For production healthcare systems, define detailed schemas:

from langstruct import LangStruct, Schema, Field
from typing import List, Optional, Dict
from datetime import datetime
class PatientInfoSchema(Schema):
patient_id: Optional[str] = Field(description="Patient identifier (if present)")
age: Optional[int] = Field(description="Patient age")
gender: Optional[str] = Field(description="Patient gender")
admission_date: Optional[str] = Field(description="Hospital admission date")
discharge_date: Optional[str] = Field(description="Hospital discharge date")
class DiagnosisSchema(Schema):
primary_diagnosis: str = Field(description="Primary medical diagnosis")
secondary_diagnoses: List[str] = Field(description="Additional diagnoses")
icd_codes: List[str] = Field(description="ICD-10 diagnostic codes")
severity: Optional[str] = Field(description="Condition severity (mild/moderate/severe)")
class MedicalRecordSchema(Schema):
# Patient information
patient_info: PatientInfoSchema = Field(description="Patient demographic information")
# Clinical findings
chief_complaint: str = Field(description="Primary reason for visit/admission")
symptoms: List[str] = Field(description="Reported symptoms")
vital_signs: Dict[str, str] = Field(description="Vital sign measurements")
# Diagnoses
diagnoses: DiagnosisSchema = Field(description="Medical diagnoses")
# Treatment
medications: List[str] = Field(description="Prescribed medications")
procedures: List[str] = Field(description="Medical procedures performed")
treatment_plan: List[str] = Field(description="Ongoing treatment recommendations")
# Clinical notes
assessment: str = Field(description="Clinical assessment summary")
prognosis: Optional[str] = Field(description="Expected outcome")
follow_up: List[str] = Field(description="Follow-up instructions")
# Lab results (if present)
lab_results: Optional[Dict[str, str]] = Field(description="Laboratory test results")

Extract key information from clinical notes:

# Create medical data extractor
medical_extractor = LangStruct(
schema=MedicalRecordSchema,
model="gemini-2.5-flash", # Fast and reliable for medical analysis
temperature=0.0, # Zero temperature for consistent medical analysis
use_sources=True # Track sources for validation
)
# Sample clinical note (pre-sanitized for privacy)
clinical_note = """
PATIENT: [PATIENT_NAME_REDACTED] (MRN: [MRN_REDACTED])

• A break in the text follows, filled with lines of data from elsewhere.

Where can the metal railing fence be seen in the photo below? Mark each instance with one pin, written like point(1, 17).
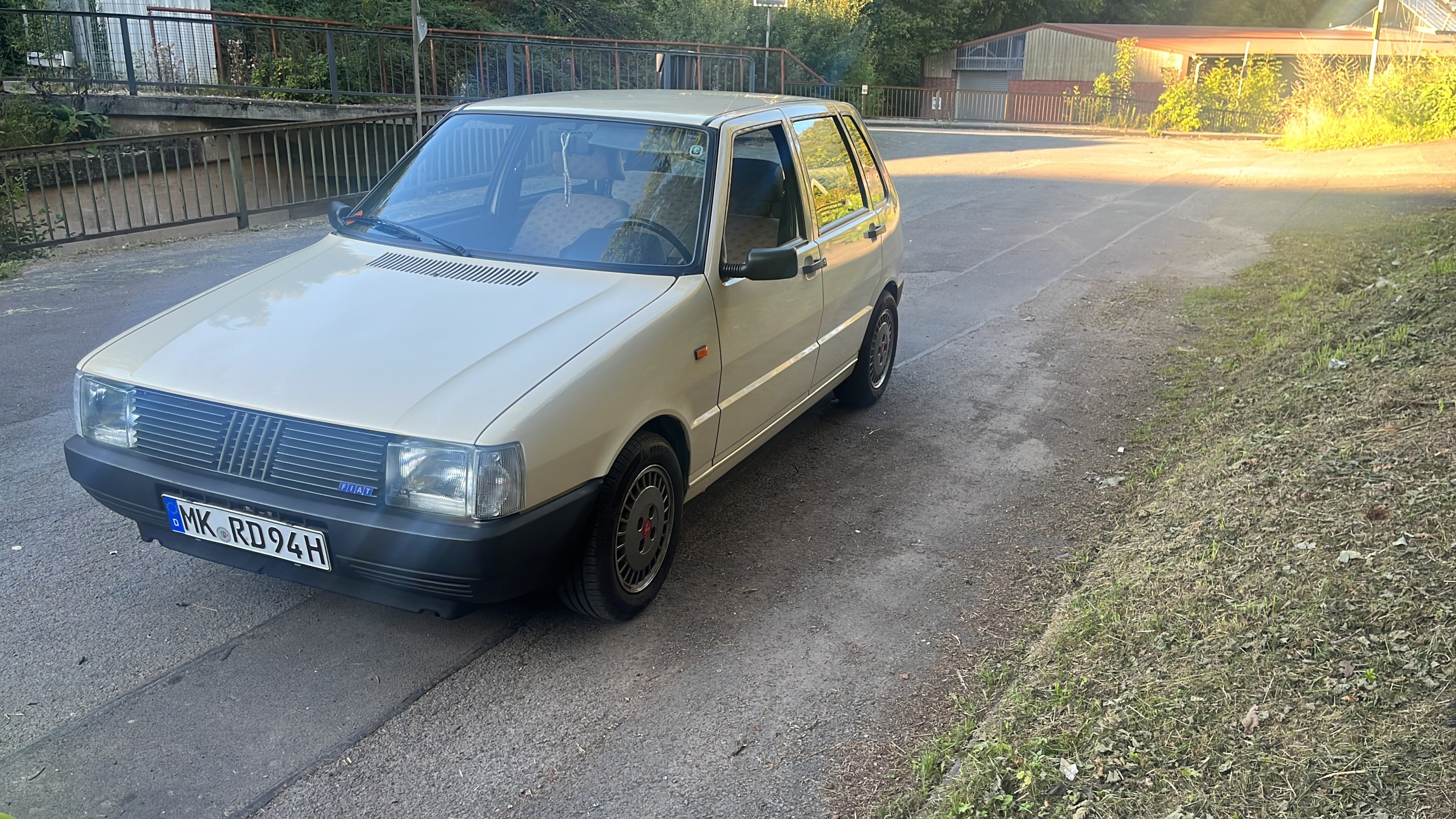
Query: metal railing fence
point(73, 191)
point(180, 53)
point(900, 102)
point(897, 102)
point(779, 65)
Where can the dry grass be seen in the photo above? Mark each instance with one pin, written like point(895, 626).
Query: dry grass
point(1269, 632)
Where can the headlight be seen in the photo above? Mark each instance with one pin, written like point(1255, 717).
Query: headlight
point(105, 412)
point(458, 480)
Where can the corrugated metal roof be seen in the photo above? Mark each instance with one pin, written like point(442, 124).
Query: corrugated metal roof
point(1231, 40)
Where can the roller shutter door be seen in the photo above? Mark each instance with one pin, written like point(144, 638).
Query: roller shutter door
point(986, 99)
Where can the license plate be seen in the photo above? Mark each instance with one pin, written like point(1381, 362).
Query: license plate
point(249, 533)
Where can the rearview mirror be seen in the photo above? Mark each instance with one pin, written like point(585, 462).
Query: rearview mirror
point(765, 264)
point(337, 212)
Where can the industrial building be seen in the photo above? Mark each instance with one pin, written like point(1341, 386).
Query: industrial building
point(1052, 59)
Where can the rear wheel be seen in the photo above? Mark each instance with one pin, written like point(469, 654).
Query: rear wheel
point(632, 534)
point(877, 357)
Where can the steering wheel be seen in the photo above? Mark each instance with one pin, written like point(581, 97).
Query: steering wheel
point(653, 228)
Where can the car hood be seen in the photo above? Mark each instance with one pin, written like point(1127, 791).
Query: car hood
point(332, 334)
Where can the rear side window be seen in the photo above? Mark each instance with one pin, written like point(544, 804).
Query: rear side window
point(833, 181)
point(874, 182)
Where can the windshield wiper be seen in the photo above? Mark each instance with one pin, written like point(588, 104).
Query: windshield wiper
point(410, 233)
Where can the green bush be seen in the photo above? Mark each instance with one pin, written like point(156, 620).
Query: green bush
point(1222, 98)
point(1337, 105)
point(22, 228)
point(31, 120)
point(287, 73)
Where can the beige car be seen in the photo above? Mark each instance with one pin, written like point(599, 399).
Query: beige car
point(555, 322)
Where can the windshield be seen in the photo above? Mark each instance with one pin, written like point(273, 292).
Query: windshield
point(548, 190)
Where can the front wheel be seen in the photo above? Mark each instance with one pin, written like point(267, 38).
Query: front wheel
point(632, 534)
point(877, 357)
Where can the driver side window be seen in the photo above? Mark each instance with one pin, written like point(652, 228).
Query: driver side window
point(763, 196)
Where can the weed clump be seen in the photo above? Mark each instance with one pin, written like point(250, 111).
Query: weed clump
point(1270, 629)
point(1336, 105)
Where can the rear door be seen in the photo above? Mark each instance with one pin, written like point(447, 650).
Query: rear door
point(766, 329)
point(846, 242)
point(878, 191)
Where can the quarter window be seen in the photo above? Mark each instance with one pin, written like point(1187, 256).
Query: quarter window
point(874, 182)
point(833, 182)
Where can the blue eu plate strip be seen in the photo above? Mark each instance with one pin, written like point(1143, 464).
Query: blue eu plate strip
point(174, 515)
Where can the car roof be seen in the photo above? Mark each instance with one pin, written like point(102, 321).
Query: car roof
point(657, 105)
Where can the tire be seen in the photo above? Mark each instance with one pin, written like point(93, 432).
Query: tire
point(877, 357)
point(632, 533)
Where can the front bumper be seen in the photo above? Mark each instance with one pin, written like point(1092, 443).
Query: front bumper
point(383, 555)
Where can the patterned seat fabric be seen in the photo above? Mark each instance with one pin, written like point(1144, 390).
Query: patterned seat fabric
point(745, 233)
point(554, 225)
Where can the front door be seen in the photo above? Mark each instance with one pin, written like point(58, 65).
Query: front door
point(848, 235)
point(766, 329)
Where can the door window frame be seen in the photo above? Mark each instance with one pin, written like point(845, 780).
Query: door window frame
point(865, 207)
point(727, 133)
point(731, 139)
point(849, 123)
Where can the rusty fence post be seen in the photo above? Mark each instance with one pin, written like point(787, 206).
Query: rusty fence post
point(235, 161)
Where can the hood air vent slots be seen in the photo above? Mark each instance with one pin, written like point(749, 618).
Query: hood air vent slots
point(453, 270)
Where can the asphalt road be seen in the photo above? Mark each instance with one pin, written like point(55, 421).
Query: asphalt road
point(817, 588)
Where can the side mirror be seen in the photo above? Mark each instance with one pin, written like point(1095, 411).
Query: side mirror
point(765, 264)
point(337, 212)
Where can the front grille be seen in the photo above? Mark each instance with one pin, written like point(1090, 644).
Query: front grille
point(321, 459)
point(429, 582)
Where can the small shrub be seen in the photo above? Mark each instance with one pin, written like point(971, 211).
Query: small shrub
point(306, 73)
point(1222, 98)
point(18, 225)
point(1336, 105)
point(33, 120)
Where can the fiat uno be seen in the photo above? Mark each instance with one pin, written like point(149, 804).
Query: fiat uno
point(552, 324)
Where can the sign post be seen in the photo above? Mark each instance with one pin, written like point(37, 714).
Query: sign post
point(1375, 37)
point(768, 25)
point(421, 30)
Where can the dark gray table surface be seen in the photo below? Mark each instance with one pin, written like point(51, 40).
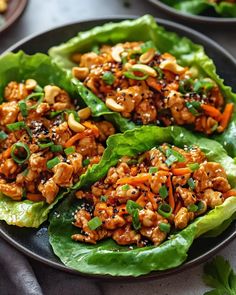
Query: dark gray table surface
point(42, 15)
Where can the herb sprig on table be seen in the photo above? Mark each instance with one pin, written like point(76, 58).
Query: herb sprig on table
point(219, 275)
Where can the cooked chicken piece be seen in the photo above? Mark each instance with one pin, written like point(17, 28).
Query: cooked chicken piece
point(63, 174)
point(49, 190)
point(182, 218)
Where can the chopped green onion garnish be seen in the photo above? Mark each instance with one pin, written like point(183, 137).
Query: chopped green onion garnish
point(3, 135)
point(23, 108)
point(103, 198)
point(191, 183)
point(20, 152)
point(108, 78)
point(56, 148)
point(163, 192)
point(165, 227)
point(45, 145)
point(86, 162)
point(194, 166)
point(94, 223)
point(125, 187)
point(53, 162)
point(69, 150)
point(193, 208)
point(164, 210)
point(153, 170)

DOB: [DATE_REDACTED] AGE: 67 GENDER: Female
ADMISSION DATE: 2024-03-15
CHIEF COMPLAINT:
Chest pain and shortness of breath
HISTORY OF PRESENT ILLNESS:
67-year-old female presented to ED with acute onset chest pain radiating to left arm,
associated with dyspnea and diaphoresis. Symptoms started 2 hours prior to arrival.

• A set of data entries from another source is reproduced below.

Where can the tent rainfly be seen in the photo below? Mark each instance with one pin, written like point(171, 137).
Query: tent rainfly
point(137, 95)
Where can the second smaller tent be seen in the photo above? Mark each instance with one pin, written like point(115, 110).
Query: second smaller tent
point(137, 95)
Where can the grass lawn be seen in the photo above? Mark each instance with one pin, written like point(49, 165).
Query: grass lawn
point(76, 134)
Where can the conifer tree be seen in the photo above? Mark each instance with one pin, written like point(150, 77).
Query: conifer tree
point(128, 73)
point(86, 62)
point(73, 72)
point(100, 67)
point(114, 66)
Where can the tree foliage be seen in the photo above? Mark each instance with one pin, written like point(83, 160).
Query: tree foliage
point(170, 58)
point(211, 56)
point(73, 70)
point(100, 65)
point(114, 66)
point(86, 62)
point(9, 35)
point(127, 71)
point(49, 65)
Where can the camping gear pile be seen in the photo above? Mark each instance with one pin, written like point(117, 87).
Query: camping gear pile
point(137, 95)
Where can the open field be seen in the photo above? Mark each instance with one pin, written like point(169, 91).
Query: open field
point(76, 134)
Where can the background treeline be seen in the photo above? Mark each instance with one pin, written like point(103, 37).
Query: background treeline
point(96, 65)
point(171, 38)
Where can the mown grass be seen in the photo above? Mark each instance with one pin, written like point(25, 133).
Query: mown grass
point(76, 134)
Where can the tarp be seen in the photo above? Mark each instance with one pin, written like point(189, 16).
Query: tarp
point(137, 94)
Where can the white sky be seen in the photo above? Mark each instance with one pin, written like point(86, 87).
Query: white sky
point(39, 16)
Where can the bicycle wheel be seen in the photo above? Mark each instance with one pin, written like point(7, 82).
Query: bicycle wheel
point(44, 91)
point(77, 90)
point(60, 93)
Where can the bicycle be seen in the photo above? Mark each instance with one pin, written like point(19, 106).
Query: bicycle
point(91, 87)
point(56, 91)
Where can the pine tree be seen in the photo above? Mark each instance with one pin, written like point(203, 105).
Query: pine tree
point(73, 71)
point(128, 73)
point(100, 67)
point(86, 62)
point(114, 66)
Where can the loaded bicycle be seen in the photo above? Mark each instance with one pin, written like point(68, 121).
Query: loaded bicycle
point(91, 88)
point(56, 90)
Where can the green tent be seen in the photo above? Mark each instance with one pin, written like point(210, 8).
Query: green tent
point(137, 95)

Patient has history of hypertension and hyperlipidemia.
VITAL SIGNS:
BP: 145/95 mmHg, HR: 98 bpm, RR: 22/min, O2 Sat: 94%, Temp: 98.6°F
PHYSICAL EXAMINATION:
Cardiovascular: Irregular rhythm, no murmurs
Respiratory: Bilateral crackles at bases
LABORATORY RESULTS:
Troponin I: 2.4 ng/mL (elevated)
CK-MB: 18 ng/mL (elevated)
BNP: 450 pg/mL (elevated)
ASSESSMENT AND PLAN:
PRIMARY DIAGNOSIS: Acute ST-elevation myocardial infarction (STEMI) - Inferior wall
SECONDARY DIAGNOSES:
- Acute heart failure with preserved ejection fraction
- Hypertension
- Hyperlipidemia
ICD-10 CODES:
- I21.19 - ST elevation myocardial infarction involving other coronary vessel
- I50.30 - Unspecified diastolic heart failure
MEDICATIONS:
- Aspirin 325mg daily
- Metoprolol 25mg BID
- Lisinopril 10mg daily
- Atorvastatin 40mg daily
PROCEDURES PERFORMED:
- Cardiac catheterization with PCI to RCA
- Echocardiogram
TREATMENT PLAN:
1. Continue dual antiplatelet therapy
2. Optimize heart failure medications
3. Cardiac rehabilitation referral
4. Follow-up with cardiology in 1 week
PROGNOSIS: Good with appropriate medical management
"""
# Extract medical information
result = medical_extractor.extract(clinical_note)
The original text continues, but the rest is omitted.